Our confirmation students had a written test in which they wrote about the commandment that was most challenging to them. Two commandments were frequently cited: the second and tenth commandments. Both are worthy of further reflection. I will start with the second commandment and post on the tenth tomorrow.
The second commandment, “you shall not take the name of the Lord your God in vain,” reflects the power of words. What we say matters. God has given us a tremendous gift in being able to call out to him in prayer, praise and thanksgiving at anytime and in any situation. God is like a mother who walks through a crowded noisy mall, hears a child’s cry and knows the child is her daughter or son. God knows and responds to the cry of our hearts when we sing with joy or shout in terror. What a privilege to be able to call upon the creator of the universe!
With this privilege in mind, we see how disrespectful it is to use God’s name to curse others, to inflict harm upon others. Yes, we are creatures with powerful emotions like anger and rage. Yes, we can be provoked by the actions of others to say things we wish we hadn’t. Yes, cursing has become more pervasive, even acceptable in our culture. Still we are not ruled by our emotions nor by cultural norms, but have the capacity to choose how to respond to our emotional stirrings. Jesus calls us to love our enemies and pray for those who persecute us (Matthew 5:44). We need to pray for God’s help to keep his name holy.

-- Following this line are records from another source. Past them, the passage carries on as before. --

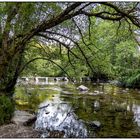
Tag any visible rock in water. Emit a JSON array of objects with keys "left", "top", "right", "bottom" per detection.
[
  {"left": 12, "top": 110, "right": 36, "bottom": 125},
  {"left": 91, "top": 121, "right": 101, "bottom": 128},
  {"left": 77, "top": 85, "right": 89, "bottom": 91}
]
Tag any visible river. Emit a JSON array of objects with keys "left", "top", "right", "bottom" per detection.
[{"left": 14, "top": 82, "right": 140, "bottom": 138}]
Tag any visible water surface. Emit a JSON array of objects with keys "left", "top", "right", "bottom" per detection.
[{"left": 15, "top": 83, "right": 140, "bottom": 138}]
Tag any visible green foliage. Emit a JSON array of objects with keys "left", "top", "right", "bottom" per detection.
[{"left": 0, "top": 95, "right": 14, "bottom": 125}]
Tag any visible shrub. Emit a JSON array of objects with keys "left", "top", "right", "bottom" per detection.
[{"left": 0, "top": 95, "right": 15, "bottom": 125}]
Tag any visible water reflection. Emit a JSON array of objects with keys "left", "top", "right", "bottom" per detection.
[
  {"left": 15, "top": 83, "right": 140, "bottom": 138},
  {"left": 35, "top": 95, "right": 87, "bottom": 138}
]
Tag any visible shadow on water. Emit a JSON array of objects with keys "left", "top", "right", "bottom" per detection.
[{"left": 15, "top": 83, "right": 140, "bottom": 138}]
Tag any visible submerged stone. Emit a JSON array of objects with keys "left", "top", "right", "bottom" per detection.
[
  {"left": 12, "top": 110, "right": 36, "bottom": 125},
  {"left": 90, "top": 121, "right": 101, "bottom": 128}
]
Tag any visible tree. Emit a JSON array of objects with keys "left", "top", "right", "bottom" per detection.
[{"left": 0, "top": 2, "right": 140, "bottom": 123}]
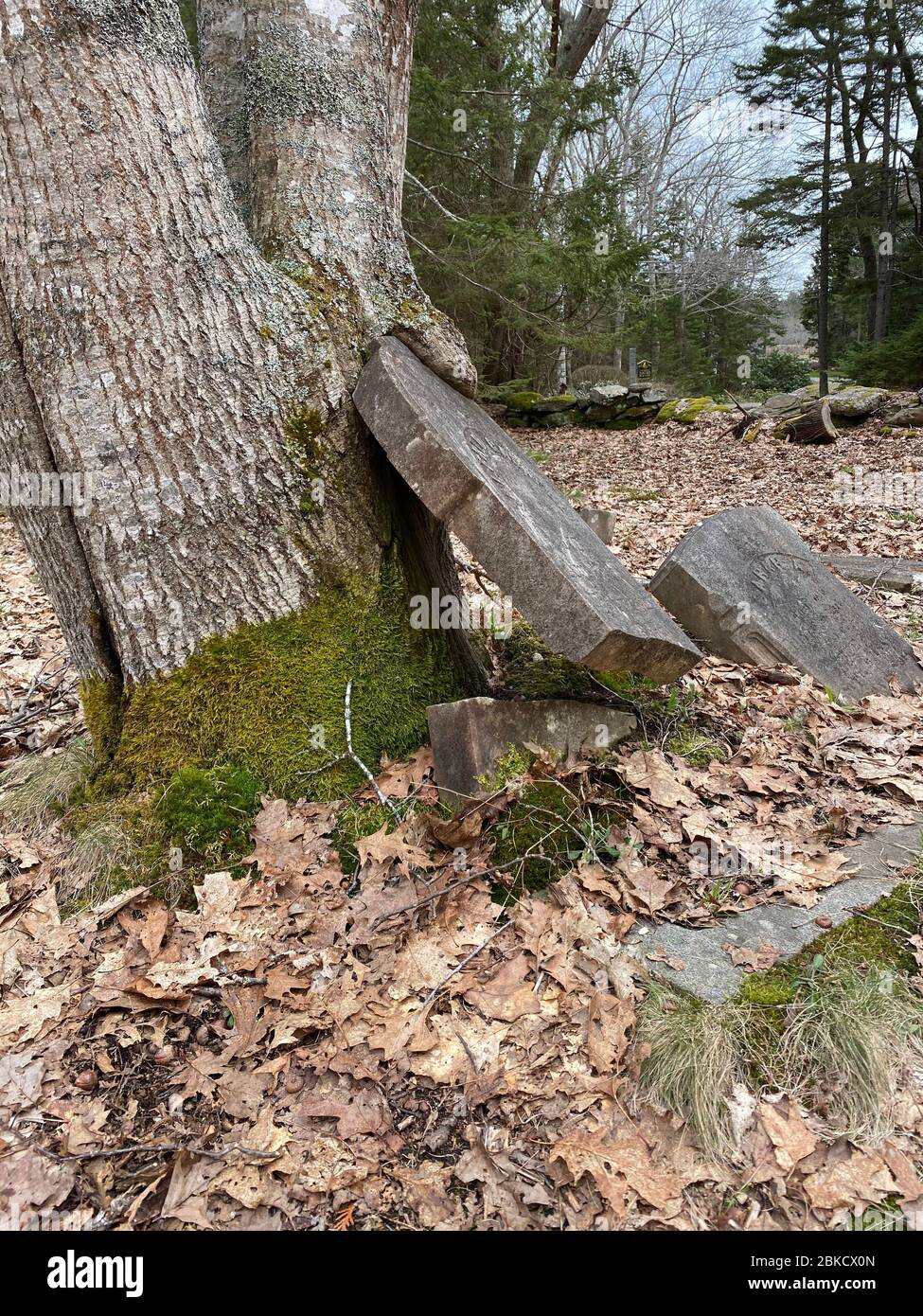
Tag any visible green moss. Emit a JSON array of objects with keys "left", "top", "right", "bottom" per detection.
[
  {"left": 79, "top": 676, "right": 122, "bottom": 758},
  {"left": 610, "top": 485, "right": 661, "bottom": 503},
  {"left": 155, "top": 765, "right": 260, "bottom": 858},
  {"left": 282, "top": 402, "right": 324, "bottom": 463},
  {"left": 100, "top": 560, "right": 459, "bottom": 797},
  {"left": 506, "top": 391, "right": 542, "bottom": 411},
  {"left": 737, "top": 884, "right": 920, "bottom": 1006},
  {"left": 657, "top": 398, "right": 731, "bottom": 425},
  {"left": 478, "top": 745, "right": 533, "bottom": 791},
  {"left": 666, "top": 724, "right": 728, "bottom": 767},
  {"left": 498, "top": 622, "right": 599, "bottom": 699}
]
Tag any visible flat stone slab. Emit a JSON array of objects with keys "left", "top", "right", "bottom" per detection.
[
  {"left": 354, "top": 337, "right": 701, "bottom": 683},
  {"left": 650, "top": 507, "right": 923, "bottom": 699},
  {"left": 427, "top": 698, "right": 637, "bottom": 804},
  {"left": 823, "top": 553, "right": 923, "bottom": 594},
  {"left": 628, "top": 816, "right": 923, "bottom": 1002}
]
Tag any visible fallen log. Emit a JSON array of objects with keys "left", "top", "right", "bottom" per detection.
[{"left": 775, "top": 398, "right": 840, "bottom": 443}]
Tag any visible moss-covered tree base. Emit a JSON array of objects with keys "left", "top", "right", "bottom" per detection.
[{"left": 81, "top": 562, "right": 461, "bottom": 799}]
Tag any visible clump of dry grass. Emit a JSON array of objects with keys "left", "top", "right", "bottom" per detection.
[
  {"left": 637, "top": 983, "right": 745, "bottom": 1160},
  {"left": 0, "top": 738, "right": 97, "bottom": 837},
  {"left": 637, "top": 965, "right": 923, "bottom": 1160},
  {"left": 58, "top": 808, "right": 137, "bottom": 905},
  {"left": 768, "top": 968, "right": 923, "bottom": 1143}
]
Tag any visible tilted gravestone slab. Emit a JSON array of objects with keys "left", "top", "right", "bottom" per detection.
[
  {"left": 650, "top": 507, "right": 923, "bottom": 699},
  {"left": 630, "top": 817, "right": 923, "bottom": 1002},
  {"left": 354, "top": 338, "right": 701, "bottom": 682},
  {"left": 427, "top": 698, "right": 637, "bottom": 804},
  {"left": 823, "top": 553, "right": 923, "bottom": 594}
]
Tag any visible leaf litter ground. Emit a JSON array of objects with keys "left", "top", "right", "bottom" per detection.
[{"left": 0, "top": 416, "right": 923, "bottom": 1231}]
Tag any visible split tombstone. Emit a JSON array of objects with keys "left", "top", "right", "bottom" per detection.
[
  {"left": 650, "top": 507, "right": 923, "bottom": 699},
  {"left": 354, "top": 337, "right": 701, "bottom": 683}
]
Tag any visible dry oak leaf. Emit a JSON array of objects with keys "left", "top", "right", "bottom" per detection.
[
  {"left": 548, "top": 1129, "right": 683, "bottom": 1218},
  {"left": 388, "top": 1161, "right": 457, "bottom": 1229},
  {"left": 296, "top": 1087, "right": 391, "bottom": 1138},
  {"left": 803, "top": 1150, "right": 896, "bottom": 1211},
  {"left": 465, "top": 951, "right": 541, "bottom": 1023},
  {"left": 241, "top": 799, "right": 311, "bottom": 878},
  {"left": 0, "top": 983, "right": 74, "bottom": 1050},
  {"left": 721, "top": 941, "right": 782, "bottom": 974},
  {"left": 616, "top": 854, "right": 676, "bottom": 914},
  {"left": 586, "top": 991, "right": 634, "bottom": 1074},
  {"left": 619, "top": 749, "right": 700, "bottom": 809},
  {"left": 760, "top": 1100, "right": 818, "bottom": 1170}
]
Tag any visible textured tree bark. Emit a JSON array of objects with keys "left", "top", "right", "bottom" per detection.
[
  {"left": 0, "top": 0, "right": 487, "bottom": 768},
  {"left": 0, "top": 290, "right": 118, "bottom": 679},
  {"left": 200, "top": 0, "right": 475, "bottom": 395}
]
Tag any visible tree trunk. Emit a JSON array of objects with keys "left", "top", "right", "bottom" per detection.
[
  {"left": 818, "top": 51, "right": 833, "bottom": 398},
  {"left": 0, "top": 0, "right": 474, "bottom": 789}
]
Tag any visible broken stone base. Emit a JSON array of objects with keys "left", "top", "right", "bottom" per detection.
[
  {"left": 427, "top": 698, "right": 636, "bottom": 804},
  {"left": 650, "top": 507, "right": 923, "bottom": 699},
  {"left": 577, "top": 507, "right": 616, "bottom": 543},
  {"left": 354, "top": 338, "right": 701, "bottom": 683},
  {"left": 630, "top": 817, "right": 923, "bottom": 1002}
]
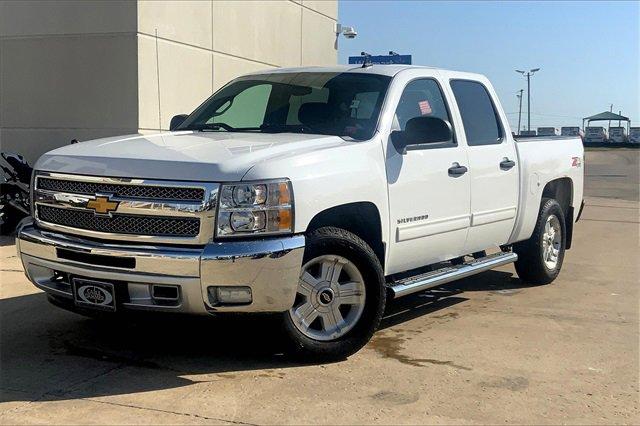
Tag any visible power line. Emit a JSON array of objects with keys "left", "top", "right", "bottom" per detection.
[{"left": 505, "top": 111, "right": 582, "bottom": 120}]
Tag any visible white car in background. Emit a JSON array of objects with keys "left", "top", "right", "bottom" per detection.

One confirmation student did have a valid observation. He observed people being very cavalier, or bored, in worship as they mumbled God’s praise. Can our worship become so casual that we begin to take God’s name in vain? Can we be disrespecting God because we are daydreaming instead of truly praising his Holy name? I appreciate how confirmation student can sometimes help me see the God’s truth in a new light.
Lord Jesus, thank you for the gift of your name. Help me to cherish it always.